A legacy company from the 2000s, it provides holistic cloud/big data/analytics solutions.
Its customer list is extremely extensive and it's uniquely positioned to further extend service to its existing customer base.
Akamai and Imperva are down on recent earnings, making both a good deal to pick up and hold for the short/medium term.
AKAM has a nice steady increasing Net Income and healthy Cash Flow from Operating Activities
Because of their client list, I'd like to know that their SGA expenses aren't keeping up with their revenue/income but this is clearly showing that they're making sales without a bloated sales force; something every tech SaaS is striving for.
One thing not captured in their #s and financials is the size of their client list: they are supporting at least 250+ high profile customers. Most of these customers are only paying for one service solution at the moment - as the industry moves forward and user experiences and expectations consolidate - the need for video, mobile access, analytics will drive demand across every one of these customers. And AKAM won't pay a cent for any lead generation on each and every one of their existing clientele.
NICE Systems (NICE)
One of the leading non-US based tech companies providing voice and video analytics. They first provided voice and video capturing technology - your 911 call center is probably running routing software from NICE systems. They grew and branched out to provide analytics on top of this data.
Voice and video is an interesting communication medium especially in enterprise. It's used by consumers extensively through Skype/Google Hangouts. But there hasn't been a cross-over that's been effectively monetized.
You can check into a location using foursquare and provide geo data but a company can't intercept your video conversation with a friend about their products. NICE introduced a really interesting suite of analytical software in one of the consumer pain point interactions with companies: call centers. They're showing 10%-plus growth in analytics software used in call centers to better understand customers as they dial in.
This is a very interesting company - they provided the older systems that the call centers run on, and they're providing new analytics software to the same systems. Unlike other software solution providers - they have the expertise of providing the existing hardware and know the requirements of the call centers in and out, they don't need to work with documentation and interfacing as their own developers built the systems from the ground-up.
NICE's competitive advantage is probably what AKAM's will be like in the future - they provided the hardware and basic software systems at first, and they're reselling analytics software on top of their existing system. This moat will be extremely hard to breach - anyone knows that coding for undocumented, proprietary software coupled with hardware is a huge pain. Nice draw-down to pick up some stock.
If one thing is for certain amongst all consumer software and services, it's cloud deployment and storage of data. LSI and PMC Sierra both provide storage infrastructure: redundancy, backups, adapters, controllers, a non-negotiable must have for companies that want any sort of cloud solution.

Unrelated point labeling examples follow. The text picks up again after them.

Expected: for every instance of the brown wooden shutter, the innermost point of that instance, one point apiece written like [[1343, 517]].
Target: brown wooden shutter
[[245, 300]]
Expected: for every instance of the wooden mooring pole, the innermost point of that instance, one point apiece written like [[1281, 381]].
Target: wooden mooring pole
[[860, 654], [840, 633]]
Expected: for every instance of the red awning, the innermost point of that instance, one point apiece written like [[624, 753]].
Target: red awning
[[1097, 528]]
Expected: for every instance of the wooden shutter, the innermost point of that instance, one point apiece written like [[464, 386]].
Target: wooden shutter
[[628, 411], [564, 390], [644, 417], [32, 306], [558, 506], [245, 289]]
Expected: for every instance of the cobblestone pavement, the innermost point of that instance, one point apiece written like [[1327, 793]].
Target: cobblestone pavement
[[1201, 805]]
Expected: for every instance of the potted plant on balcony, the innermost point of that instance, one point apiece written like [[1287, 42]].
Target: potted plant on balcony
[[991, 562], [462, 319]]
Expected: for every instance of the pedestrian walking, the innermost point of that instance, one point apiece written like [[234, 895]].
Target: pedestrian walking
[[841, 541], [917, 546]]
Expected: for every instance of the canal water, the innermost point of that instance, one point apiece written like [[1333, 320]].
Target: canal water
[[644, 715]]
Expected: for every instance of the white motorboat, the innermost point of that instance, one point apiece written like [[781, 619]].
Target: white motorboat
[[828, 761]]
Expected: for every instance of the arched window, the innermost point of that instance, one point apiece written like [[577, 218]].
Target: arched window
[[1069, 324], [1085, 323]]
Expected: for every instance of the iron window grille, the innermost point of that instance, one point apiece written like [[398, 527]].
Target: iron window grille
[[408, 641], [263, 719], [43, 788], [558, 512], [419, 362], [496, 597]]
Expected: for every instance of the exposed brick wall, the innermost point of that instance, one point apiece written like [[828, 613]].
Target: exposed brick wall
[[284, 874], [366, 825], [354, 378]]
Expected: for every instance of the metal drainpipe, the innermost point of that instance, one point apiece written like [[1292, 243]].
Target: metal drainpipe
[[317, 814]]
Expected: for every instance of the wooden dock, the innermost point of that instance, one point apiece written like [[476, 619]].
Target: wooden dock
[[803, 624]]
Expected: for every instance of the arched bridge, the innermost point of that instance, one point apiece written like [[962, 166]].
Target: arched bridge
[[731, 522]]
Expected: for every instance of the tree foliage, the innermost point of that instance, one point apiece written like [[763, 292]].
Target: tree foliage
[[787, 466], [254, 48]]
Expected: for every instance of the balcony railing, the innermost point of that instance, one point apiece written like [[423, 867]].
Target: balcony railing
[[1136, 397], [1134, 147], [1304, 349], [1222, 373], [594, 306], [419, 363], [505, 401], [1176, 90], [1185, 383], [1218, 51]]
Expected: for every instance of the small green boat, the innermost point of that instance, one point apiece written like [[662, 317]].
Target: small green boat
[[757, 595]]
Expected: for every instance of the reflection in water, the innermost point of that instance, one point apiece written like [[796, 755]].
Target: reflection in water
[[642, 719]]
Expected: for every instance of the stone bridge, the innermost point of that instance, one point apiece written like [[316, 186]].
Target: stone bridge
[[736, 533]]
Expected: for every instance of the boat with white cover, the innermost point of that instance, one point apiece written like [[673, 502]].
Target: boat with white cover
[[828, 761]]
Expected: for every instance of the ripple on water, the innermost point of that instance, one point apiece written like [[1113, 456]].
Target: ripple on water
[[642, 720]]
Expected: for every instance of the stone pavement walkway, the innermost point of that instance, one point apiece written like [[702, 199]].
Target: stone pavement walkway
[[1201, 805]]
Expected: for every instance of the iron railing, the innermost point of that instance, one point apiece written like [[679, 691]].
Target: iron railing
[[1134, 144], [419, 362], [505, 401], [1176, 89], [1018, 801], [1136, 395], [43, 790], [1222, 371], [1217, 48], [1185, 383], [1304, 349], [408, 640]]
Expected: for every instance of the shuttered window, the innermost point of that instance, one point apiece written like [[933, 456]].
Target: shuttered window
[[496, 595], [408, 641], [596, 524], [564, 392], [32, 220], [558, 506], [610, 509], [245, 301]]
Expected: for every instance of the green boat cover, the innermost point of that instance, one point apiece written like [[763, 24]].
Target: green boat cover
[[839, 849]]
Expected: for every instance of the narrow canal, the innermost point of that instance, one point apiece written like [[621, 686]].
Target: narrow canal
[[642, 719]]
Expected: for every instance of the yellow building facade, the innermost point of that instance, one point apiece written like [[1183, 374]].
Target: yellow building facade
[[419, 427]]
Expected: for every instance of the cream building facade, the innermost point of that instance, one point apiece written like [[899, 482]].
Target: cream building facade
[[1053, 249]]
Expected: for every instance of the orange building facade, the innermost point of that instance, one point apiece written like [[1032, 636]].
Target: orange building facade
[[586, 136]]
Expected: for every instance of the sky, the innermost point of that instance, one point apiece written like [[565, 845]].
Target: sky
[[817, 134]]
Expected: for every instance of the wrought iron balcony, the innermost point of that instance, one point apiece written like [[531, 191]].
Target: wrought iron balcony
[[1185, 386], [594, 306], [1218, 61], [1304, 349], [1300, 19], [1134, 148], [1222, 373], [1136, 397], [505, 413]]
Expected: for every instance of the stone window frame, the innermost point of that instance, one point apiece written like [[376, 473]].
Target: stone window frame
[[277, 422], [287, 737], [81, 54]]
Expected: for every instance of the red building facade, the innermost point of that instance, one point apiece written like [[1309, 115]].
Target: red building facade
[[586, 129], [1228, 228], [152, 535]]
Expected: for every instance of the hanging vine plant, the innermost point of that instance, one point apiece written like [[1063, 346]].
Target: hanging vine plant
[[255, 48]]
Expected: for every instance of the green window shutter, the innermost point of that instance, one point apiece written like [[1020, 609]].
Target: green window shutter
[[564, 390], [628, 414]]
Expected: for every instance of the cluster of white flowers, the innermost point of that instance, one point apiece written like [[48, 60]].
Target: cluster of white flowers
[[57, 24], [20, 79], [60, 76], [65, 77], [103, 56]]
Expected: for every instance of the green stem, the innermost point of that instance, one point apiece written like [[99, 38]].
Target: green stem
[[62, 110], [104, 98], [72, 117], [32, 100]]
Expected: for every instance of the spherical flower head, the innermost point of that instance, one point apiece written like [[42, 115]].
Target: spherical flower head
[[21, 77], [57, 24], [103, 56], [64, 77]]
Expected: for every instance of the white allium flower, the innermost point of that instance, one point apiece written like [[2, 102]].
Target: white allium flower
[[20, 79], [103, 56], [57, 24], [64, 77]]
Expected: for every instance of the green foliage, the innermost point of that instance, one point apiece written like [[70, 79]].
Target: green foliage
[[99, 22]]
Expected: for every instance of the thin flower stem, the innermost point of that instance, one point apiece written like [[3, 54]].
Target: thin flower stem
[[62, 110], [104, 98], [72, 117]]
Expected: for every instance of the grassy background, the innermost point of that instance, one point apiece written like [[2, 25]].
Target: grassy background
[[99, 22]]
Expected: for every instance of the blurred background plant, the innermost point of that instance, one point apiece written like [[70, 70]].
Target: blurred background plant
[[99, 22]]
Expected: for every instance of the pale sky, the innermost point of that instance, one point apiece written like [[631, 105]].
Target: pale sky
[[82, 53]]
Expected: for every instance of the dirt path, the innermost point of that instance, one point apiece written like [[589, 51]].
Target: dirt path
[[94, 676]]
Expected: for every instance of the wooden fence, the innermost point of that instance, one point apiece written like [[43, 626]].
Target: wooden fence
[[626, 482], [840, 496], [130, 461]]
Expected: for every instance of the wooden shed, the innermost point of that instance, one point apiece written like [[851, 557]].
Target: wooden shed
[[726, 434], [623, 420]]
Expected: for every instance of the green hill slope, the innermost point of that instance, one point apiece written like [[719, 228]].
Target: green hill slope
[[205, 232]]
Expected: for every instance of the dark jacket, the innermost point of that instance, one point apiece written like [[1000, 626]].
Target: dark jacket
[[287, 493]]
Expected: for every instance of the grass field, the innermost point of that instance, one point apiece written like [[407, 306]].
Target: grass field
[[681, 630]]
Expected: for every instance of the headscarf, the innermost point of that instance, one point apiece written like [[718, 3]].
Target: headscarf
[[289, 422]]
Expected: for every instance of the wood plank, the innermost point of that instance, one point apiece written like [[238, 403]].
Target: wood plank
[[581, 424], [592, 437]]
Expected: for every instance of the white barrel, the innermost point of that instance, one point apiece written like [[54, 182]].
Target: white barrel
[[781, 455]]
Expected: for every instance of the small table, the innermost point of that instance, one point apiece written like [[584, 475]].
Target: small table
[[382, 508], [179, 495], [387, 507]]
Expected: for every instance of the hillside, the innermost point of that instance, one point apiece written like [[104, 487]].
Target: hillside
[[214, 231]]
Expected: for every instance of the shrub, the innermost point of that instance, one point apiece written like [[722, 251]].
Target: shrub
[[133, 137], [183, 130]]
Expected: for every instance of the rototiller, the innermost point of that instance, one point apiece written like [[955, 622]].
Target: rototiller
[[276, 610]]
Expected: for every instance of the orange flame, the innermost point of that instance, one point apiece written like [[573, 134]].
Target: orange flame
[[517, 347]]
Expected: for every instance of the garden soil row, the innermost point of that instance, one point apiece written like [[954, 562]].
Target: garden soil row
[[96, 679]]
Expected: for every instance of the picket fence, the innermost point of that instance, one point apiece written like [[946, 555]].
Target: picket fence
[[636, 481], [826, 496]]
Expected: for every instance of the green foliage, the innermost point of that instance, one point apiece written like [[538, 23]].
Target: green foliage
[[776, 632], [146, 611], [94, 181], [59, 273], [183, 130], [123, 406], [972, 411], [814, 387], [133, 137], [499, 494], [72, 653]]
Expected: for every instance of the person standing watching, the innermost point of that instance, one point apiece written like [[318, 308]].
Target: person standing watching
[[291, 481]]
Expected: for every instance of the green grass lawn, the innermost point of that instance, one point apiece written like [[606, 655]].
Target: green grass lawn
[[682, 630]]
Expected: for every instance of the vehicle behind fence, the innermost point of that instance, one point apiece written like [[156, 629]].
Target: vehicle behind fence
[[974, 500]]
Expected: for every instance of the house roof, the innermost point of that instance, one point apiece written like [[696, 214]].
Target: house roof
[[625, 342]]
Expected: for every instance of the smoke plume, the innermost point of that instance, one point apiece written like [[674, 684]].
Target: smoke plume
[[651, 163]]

I like LSI and PMCS particularly because of its low price, both can become a good part of your portfolio without diverting large amounts of cash: convenient especially if you don't have a large portfolio. Because these two companies are providing hardware components their risk & reward profile is the lowest. All Big Data solutions will arguably use their components whether they buy their own hardware or have them hosted in the cloud, so consider these two low-alpha investments. Below you can see nice solid appreciation in both the stocks:
All five of these companies have excellent exposure to the rise in Big Data - from holistic software solutions, to niche analytics, and underlying infrastructure. These are all great short to medium term exposure to the rise in Big Data.